Sounds like you are asking for an embedded surface in E^3 which has the stated metric. A good keyword to look up in a good differential geometry textbook should be "Monge patch" or "embedding". In any case, the idea is simple: write down an undetermined basis (two vectors in E^3) for the tangent space to some point of S, form their E^3 inner product, and compare with the desired induced metric on S. See "Coordinate tutorial" at http://www.math.ucr.edu/home/baez/RelWWW/group.html for some radially symmetric examples.
Hi, KarstenKarsten,
Sounds like you are asking for an embedded surface in E^3 ....
It looks like it is not embedded surface in E^3 (3D Euclidian space). If the surface is given to us in the form z = f(x, y), then the metric induced on the surface is
g_{1,1} = 1 +f_{x}^{2}, g_{1,2}=g_{2,1} = f_{x} f_{y}, g_{2,2} = 1 + f_{y}^{2}.
In Karsten case
g_{1,1} = 1 , g_{1,2}=g_{2,1} = x, g_{2,2} = 1 + x^{2}.
That means f_{x} =0 and should be g_{1,2}=g_{2,1} = 0.
Hence, the surface is embedded in some noneucleadian 3D space.
KarstenKarsten
Jan18-07, 11:03 AM
Thanks!
I realize now that, at least, one can find a conformally equivalent metric
g~_{ij} = c(x) g_{ij}
with c(x) the solution of c(x)^2-c(x)(2+x^2) +1=0. And with g~ be metric of a in E^3 embedded surface. The components of g~ can then also be computed (and are slightly more complicated terms).
Chris Hillman
Jan19-07, 09:41 AM
Right, you don't need a noneuclidean embedding space.
KarstenKarsten
Jan19-07, 09:51 AM
For me, it would somehow be counterintuitive that such an embedded surface should not exist.

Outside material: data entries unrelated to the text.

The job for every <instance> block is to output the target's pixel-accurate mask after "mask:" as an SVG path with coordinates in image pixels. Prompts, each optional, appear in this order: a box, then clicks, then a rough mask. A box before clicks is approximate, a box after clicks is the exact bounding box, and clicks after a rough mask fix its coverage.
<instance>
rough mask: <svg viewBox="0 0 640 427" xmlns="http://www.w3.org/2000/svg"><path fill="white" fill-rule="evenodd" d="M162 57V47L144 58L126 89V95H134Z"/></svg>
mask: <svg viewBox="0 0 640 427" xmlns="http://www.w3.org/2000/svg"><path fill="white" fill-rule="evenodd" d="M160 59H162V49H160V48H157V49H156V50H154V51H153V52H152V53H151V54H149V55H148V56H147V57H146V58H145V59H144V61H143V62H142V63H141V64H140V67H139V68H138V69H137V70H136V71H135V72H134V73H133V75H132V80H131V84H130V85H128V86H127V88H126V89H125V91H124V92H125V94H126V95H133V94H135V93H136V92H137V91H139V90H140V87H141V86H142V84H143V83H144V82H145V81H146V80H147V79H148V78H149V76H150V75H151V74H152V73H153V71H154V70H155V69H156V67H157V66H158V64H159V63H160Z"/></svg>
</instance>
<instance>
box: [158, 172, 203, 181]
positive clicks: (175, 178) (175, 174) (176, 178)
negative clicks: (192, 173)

But can I obtain from the surface with the conformally equivalent metric a surface which actually has the very same metric I started with? How?
(In the very beginning I started with the ansatz, as gvk proposed, of course...)
The Riemannian tensor for your metric is R_{1,2,1,2}=-1. That means your embedded 2D manifold has constant negative curvature. Of course, you always can orthogonize your metric to get conformal presentation in isothermal coords.